Otwombe, Kennedy (2020). Factors associated with COVID-19 infections and mortality in Africa: A cross-sectional study using publicly available data [Dataset]. Dryad.



The current COVID-19 pandemic is a global threat. This elicits questions on the level of preparedness and capacity of health systems to respond to emergencies. Relative to other parts of the world, Africa has poorly developed health systems with limited capacity to respond to health crises. Africa is particularly disadvantaged.


This cross-sectional study uses publicly available core health data for 53 African countries, to determine risk factors for cumulative COVID-19 deaths and cases per million in all countries in the continent.

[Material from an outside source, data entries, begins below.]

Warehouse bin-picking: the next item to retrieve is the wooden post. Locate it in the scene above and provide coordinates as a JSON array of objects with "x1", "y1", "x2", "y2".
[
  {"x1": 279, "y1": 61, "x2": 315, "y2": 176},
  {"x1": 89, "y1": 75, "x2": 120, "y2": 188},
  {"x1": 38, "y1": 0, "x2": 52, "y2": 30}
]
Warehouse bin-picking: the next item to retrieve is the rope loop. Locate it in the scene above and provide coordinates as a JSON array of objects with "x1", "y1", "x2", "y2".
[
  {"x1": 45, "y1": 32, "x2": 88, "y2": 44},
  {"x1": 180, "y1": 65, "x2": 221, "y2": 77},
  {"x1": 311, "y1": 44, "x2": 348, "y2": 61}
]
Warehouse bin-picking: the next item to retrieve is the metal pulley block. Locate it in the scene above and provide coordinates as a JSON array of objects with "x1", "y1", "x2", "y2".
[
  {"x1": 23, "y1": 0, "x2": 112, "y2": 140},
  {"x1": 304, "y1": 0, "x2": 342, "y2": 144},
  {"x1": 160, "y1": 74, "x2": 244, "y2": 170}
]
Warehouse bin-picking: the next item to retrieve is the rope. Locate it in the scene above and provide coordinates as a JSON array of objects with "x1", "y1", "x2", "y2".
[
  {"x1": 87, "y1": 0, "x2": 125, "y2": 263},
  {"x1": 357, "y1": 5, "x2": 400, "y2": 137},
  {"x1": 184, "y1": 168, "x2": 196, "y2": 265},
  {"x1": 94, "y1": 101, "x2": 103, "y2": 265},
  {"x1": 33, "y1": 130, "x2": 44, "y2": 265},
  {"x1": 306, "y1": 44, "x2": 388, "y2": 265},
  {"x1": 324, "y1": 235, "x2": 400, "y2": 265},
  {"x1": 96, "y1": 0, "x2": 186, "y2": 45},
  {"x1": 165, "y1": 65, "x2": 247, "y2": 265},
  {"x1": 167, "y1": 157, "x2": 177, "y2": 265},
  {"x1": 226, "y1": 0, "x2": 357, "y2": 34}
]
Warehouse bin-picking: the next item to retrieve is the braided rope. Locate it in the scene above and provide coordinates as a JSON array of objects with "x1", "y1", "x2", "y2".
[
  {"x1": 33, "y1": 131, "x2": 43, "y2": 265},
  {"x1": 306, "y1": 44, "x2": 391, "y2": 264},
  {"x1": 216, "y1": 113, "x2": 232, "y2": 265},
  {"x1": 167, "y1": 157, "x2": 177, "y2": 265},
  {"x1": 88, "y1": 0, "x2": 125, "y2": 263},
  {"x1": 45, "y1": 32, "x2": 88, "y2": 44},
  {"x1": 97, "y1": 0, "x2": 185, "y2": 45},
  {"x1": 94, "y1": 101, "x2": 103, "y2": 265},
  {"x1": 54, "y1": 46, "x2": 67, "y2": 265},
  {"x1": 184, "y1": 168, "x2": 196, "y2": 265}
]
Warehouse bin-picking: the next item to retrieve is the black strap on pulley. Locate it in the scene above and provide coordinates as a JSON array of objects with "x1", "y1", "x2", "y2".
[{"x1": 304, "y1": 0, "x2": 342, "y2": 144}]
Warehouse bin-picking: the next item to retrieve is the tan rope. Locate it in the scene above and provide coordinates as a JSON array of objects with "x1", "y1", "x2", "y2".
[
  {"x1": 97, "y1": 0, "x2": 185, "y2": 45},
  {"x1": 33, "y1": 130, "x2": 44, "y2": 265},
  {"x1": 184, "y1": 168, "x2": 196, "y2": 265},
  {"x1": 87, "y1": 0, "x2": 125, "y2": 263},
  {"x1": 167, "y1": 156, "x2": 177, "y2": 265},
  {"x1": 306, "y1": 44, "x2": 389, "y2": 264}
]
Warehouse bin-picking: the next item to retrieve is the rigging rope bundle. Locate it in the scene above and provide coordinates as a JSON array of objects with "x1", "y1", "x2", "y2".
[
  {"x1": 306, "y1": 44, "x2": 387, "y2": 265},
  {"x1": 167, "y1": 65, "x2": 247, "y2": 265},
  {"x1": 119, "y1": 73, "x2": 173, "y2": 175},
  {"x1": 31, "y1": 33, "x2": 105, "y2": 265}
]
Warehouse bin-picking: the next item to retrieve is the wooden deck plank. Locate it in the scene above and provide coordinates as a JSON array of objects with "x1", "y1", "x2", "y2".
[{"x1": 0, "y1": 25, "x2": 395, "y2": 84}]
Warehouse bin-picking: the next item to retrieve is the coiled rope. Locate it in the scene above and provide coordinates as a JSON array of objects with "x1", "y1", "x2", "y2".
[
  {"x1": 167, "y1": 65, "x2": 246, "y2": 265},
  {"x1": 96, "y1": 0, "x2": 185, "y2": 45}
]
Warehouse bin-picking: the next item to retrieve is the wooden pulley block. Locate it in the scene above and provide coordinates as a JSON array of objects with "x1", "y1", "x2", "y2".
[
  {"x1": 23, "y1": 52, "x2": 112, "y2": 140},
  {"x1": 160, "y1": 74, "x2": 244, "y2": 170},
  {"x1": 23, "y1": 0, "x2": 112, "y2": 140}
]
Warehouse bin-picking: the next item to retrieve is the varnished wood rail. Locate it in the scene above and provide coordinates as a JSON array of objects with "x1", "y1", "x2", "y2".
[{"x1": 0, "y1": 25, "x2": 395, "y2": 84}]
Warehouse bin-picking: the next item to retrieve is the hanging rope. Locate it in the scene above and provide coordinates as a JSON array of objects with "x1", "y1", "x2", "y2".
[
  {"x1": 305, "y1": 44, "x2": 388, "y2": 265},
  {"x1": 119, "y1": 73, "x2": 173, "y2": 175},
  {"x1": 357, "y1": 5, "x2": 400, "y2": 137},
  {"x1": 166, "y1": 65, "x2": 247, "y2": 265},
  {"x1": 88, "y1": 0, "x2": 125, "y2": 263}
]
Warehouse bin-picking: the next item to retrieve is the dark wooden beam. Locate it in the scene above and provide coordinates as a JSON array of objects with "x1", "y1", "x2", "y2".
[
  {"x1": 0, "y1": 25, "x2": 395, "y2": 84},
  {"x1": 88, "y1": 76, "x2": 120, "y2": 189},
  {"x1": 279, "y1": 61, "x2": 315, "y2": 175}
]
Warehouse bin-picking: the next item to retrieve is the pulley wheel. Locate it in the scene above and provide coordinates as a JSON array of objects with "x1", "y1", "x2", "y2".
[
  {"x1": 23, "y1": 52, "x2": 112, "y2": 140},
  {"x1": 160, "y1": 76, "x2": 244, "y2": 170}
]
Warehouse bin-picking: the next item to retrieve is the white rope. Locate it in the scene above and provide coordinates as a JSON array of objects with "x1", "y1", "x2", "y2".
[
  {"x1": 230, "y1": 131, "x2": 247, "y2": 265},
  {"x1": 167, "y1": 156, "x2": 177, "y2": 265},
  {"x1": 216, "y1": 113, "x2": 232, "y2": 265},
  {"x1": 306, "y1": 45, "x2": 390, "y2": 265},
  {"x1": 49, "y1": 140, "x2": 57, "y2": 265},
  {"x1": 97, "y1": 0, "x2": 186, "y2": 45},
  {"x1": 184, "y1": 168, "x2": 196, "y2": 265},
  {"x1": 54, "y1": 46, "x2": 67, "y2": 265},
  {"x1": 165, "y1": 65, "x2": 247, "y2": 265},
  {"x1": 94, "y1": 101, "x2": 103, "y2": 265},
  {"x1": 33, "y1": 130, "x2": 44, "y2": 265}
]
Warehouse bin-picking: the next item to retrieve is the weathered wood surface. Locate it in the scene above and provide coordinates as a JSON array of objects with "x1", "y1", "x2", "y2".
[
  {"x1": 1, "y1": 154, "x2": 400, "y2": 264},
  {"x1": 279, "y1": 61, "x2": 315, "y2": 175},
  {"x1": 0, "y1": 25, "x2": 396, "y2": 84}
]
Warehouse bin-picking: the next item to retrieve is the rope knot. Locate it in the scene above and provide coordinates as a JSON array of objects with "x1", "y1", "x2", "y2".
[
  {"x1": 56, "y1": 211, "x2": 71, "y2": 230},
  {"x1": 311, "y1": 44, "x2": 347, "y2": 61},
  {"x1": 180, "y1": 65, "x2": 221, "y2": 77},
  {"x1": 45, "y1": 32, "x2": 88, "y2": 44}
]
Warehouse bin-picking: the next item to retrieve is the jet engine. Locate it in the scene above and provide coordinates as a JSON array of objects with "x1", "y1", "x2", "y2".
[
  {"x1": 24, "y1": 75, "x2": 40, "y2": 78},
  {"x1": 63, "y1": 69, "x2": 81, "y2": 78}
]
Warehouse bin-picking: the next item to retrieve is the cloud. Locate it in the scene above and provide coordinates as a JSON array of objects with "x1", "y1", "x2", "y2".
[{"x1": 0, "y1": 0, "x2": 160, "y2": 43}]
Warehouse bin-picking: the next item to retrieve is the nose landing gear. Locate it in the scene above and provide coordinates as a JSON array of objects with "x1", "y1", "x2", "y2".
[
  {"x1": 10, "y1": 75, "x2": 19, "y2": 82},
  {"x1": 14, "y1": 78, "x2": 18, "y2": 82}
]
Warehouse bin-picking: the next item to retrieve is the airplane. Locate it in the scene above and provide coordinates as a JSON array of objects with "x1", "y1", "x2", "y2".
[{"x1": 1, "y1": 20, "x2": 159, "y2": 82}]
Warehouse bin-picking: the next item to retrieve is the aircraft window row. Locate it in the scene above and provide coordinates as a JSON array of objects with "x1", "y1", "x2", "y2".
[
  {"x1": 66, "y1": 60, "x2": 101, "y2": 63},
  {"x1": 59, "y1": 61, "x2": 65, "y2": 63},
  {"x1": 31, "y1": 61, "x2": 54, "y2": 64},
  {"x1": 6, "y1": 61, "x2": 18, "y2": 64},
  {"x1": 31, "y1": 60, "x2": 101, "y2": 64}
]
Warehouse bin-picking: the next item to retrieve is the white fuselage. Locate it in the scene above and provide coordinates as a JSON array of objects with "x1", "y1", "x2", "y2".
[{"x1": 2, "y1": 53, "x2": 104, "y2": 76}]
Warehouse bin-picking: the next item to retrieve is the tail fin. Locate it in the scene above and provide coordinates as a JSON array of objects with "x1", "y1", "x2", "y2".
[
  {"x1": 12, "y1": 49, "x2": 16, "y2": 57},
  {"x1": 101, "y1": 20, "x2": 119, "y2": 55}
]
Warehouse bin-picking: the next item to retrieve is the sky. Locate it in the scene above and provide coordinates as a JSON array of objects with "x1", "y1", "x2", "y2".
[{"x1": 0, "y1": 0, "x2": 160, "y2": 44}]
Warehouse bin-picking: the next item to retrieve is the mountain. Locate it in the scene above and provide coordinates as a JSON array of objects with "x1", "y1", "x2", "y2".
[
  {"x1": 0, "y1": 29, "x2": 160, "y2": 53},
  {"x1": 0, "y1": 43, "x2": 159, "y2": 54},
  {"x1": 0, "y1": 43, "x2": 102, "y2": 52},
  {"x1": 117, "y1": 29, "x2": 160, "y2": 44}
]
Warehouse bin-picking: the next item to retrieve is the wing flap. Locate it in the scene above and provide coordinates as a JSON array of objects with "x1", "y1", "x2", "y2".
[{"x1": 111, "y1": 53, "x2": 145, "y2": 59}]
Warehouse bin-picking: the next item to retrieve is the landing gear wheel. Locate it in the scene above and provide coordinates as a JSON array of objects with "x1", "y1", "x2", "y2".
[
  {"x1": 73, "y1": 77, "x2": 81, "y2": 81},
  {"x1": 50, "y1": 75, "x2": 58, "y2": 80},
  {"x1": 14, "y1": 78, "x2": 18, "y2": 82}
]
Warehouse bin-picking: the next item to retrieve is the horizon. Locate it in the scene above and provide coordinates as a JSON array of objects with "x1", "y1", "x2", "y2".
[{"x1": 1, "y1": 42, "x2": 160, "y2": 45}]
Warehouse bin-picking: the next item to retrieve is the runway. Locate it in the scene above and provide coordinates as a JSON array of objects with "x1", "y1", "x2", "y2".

Descriptive statistics were determined for the indicators and a negative binomial regression was used for modelling the risk factors.


In Sub-Saharan Africa, an increase in the number of nursing and midwifery personnel decreased the risk of COVID-19 deaths (p=0.0178) while a unit increase in UHC index of service coverage and prevalence of insufficient physical activity among adults increased the risk of COVID-19 deaths (p=0.0432 and p=0.0127). An increase in the proportion of infants initiating breastfeeding reduced the number of cases per million (p<0.0001) while an increase in higher healthy life expectancy at birth increased the number of cases per million (p=0.0340).


Despite its limited resources, Africa’s preparedness and response to the COVID-19 pandemic can be improved by identifying and addressing specific gaps in the funding of health services delivery. These gaps impact negatively on service delivery but appear to have received limited funding and policy priority.


Data for selected indicators were extracted from the 2018 Global Reference List of 100 Core Health Indicators. The 12 thematic areas are Mortality by Age and Sex, Mortality by Cause, Morbidity, Nutrition, Environmental Risk Factors, Non-Communicable Diseases, Immunization, Essential health services, Utilization and access, Health workforce, Health Information and Health financing.

Data were extracted in .xls format for each variable and imported into STATA 15.0 software (StataCorp LLC College Station, TX). For each variable, the most recent data for all countries included in the study was retained with the corresponding year and country name and saved in .dta format. The different variables were merged using the country name as the unique identifier to obtain the final data set used for the analysis. The countries were further categorized into their assigned WHO region and World Bank income group.

Usage notes

The data is freely available and COVID-19 cases and deaths are changing by the day.